«
Faux Semblant » (Tuakiri Huna) est un roman de
Witi Ihimaera, écrivain maori, écrivant en anglas, traduit par
Mireille Vignol (2020 Au Vent des Iles, 108 p.). ceci dit la couverture qui ne m'avait pas du tout attirée. L'auteur a par ailleurs publié douze romans et six recueils de nouvelles.
Globalement c'est l'histoire de Paraiti, dite la Balafrée, « celle au visage ravagé », une guérisseuse traditionnelle maorie dans les années 1930. L'auteur l'a rencontré et y a eu recours alors qu'il souffrait alors de problèmes respiratoires devant lesquels les médecins traditionnels étaient sans recours. L'histoire est replacée dans le temps à l'époque où les guérisseurs, en particulier les phytothérapeutes, étaient considérés comme hors-la-loi et pouvaient encourir amendes et emprisonnement.
Actuellement ce savoir traditionnel est enfin reconnu et une douzaine d'écoles proposent et enseignent les techniques de « mirimiri », stimulation par les massages, libération des tensions et soulagement des douleurs.

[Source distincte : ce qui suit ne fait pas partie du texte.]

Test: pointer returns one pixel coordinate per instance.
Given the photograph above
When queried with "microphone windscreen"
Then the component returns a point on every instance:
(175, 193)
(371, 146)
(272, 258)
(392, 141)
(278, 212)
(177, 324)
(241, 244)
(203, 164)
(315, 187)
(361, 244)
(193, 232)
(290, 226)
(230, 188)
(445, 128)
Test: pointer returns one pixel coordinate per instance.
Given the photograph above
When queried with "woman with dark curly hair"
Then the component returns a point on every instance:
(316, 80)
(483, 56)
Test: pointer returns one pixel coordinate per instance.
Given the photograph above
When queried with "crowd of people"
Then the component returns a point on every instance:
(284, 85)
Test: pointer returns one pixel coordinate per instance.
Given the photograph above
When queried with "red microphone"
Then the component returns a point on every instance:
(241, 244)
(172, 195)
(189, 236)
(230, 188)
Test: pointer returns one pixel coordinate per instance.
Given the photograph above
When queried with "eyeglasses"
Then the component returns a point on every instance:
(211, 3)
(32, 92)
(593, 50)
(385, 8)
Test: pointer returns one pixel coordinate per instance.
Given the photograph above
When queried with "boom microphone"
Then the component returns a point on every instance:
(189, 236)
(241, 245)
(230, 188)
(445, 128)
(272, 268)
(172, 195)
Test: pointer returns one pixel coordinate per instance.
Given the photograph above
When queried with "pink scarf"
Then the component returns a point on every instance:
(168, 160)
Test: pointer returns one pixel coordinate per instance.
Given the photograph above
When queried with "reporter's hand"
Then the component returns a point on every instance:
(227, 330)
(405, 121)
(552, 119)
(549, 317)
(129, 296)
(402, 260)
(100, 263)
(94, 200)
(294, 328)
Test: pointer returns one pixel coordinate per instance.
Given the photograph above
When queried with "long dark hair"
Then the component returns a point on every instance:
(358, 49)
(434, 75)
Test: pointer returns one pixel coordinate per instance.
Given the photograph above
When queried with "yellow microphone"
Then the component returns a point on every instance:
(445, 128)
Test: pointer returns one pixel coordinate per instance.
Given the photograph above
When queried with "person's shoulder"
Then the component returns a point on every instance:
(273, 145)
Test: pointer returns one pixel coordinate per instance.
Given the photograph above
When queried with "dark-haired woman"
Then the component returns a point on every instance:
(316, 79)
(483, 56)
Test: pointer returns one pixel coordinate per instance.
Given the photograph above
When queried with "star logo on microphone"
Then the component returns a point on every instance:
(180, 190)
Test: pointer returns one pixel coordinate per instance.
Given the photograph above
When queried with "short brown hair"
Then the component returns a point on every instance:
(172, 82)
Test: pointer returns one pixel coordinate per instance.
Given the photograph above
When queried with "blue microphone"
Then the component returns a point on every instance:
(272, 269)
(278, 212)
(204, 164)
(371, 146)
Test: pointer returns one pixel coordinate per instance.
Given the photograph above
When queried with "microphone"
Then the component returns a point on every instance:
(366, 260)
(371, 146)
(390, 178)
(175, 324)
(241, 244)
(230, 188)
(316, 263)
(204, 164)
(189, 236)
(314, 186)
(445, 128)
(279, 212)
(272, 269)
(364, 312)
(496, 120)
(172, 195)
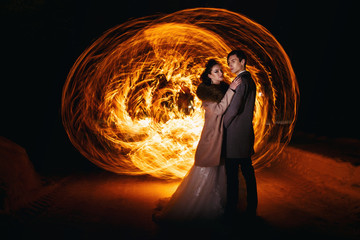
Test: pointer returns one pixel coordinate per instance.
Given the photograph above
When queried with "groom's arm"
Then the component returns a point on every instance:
(236, 105)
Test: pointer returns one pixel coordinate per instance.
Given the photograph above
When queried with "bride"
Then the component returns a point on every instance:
(202, 193)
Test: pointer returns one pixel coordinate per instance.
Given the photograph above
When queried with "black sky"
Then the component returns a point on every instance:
(42, 39)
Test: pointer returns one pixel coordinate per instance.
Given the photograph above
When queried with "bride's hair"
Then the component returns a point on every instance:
(204, 76)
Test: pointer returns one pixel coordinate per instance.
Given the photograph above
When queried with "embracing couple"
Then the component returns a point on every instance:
(210, 189)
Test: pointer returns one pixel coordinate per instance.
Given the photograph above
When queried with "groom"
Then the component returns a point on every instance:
(239, 137)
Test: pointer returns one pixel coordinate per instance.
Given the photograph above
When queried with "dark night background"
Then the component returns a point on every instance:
(42, 39)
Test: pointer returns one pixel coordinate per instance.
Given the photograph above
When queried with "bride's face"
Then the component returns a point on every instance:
(216, 74)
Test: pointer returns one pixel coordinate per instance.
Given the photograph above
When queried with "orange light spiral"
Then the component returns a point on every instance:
(129, 102)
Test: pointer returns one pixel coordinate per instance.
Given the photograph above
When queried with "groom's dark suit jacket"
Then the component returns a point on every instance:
(239, 131)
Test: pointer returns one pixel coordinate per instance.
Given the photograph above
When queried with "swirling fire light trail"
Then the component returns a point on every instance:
(129, 102)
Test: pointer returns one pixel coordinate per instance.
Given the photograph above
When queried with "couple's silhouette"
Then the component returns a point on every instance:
(210, 190)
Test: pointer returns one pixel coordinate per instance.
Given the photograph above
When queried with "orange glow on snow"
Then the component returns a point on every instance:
(129, 102)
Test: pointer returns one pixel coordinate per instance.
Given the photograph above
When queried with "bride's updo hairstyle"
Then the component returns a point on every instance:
(204, 76)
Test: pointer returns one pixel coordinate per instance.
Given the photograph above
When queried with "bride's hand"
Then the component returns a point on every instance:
(235, 83)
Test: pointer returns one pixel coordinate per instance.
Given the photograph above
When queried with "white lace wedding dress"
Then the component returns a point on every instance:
(200, 196)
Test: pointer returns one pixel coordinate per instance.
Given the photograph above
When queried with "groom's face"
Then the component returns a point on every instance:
(234, 64)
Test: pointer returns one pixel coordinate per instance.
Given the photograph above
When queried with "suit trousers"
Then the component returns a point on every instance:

« Moi, je suis Paraiti, une vielle Maorie, une faiseuse d'anges ». Elle a « le visage brûlé et balafré » et parcours le pays avec son étalon, Ataahua, sa mule Kaihe et son chien de chasse Tiaki. « Qu'importait le temps glacial, Paraiti était décidée à entreprendre son itinérance saisonnière selon le calendrier maori — et le Nouvel An maori, Matariki, était imminent. Sans compter qu'elle tournait comme un lion en cage — elle sentait l'appel de la route ». Tel est le monde de Paraiti. « Dévouée à la santé de son peuple, elle est donneuse de vie ». Elle soigne comme elle a appris. « Son père, Te Teira, était un tohunga, guérisseur et prêtre vénéré » Et il lui arrive de soigner des cas délicats, comme celui de Ihaka, jeune homme dans la force de l'âge. Trois fractures à réduire. « Ce que je vais faire sera douloureux et mes plantes médicinales ne seront d'aucune aide. Il plaça ses mains en coupe autour de son sexe ; sa pudeur toucha Paraiti et lorsqu'elle entreprit ses manipulations de rebouteuse, elle ne put réprimer la bouffée de désir — en était-ce vraiment ? — qui la traversa discrètement. Qui aurait pu rester de marbre face à une telle beauté ? Il se mit à geindre ; la sueur perlait sur son front. « Reprenez votre place ! » ordonna Paraiti en appliquant des plantes médicinales et en massant les os et les muscles sous la peau. Pendant toute l'épreuve, Ihaka fit de son mieux pour ne pas hurler, mais quand Paraiti commença à pousser, rassembler et manipuler en s'écriant « Revenez ! Je vous dis de reprendre votre place ! », il laissa échapper un hurlement d'agonie, faillit briser le bout de bois dans sa bouche et perdit connaissance ». Finalement elle réduit les fractures, et place des attelles. « En suturant la peau, Paraiti plaça également des attelles en bois de palmier et banda la jambe de feuilles de kahakaha. Elle entonna un chant pour son aiguille, lui demanda de coudre avec tendresse et délicatesse pour ne pas balafrer les cuisses musclées d'Ihaka ».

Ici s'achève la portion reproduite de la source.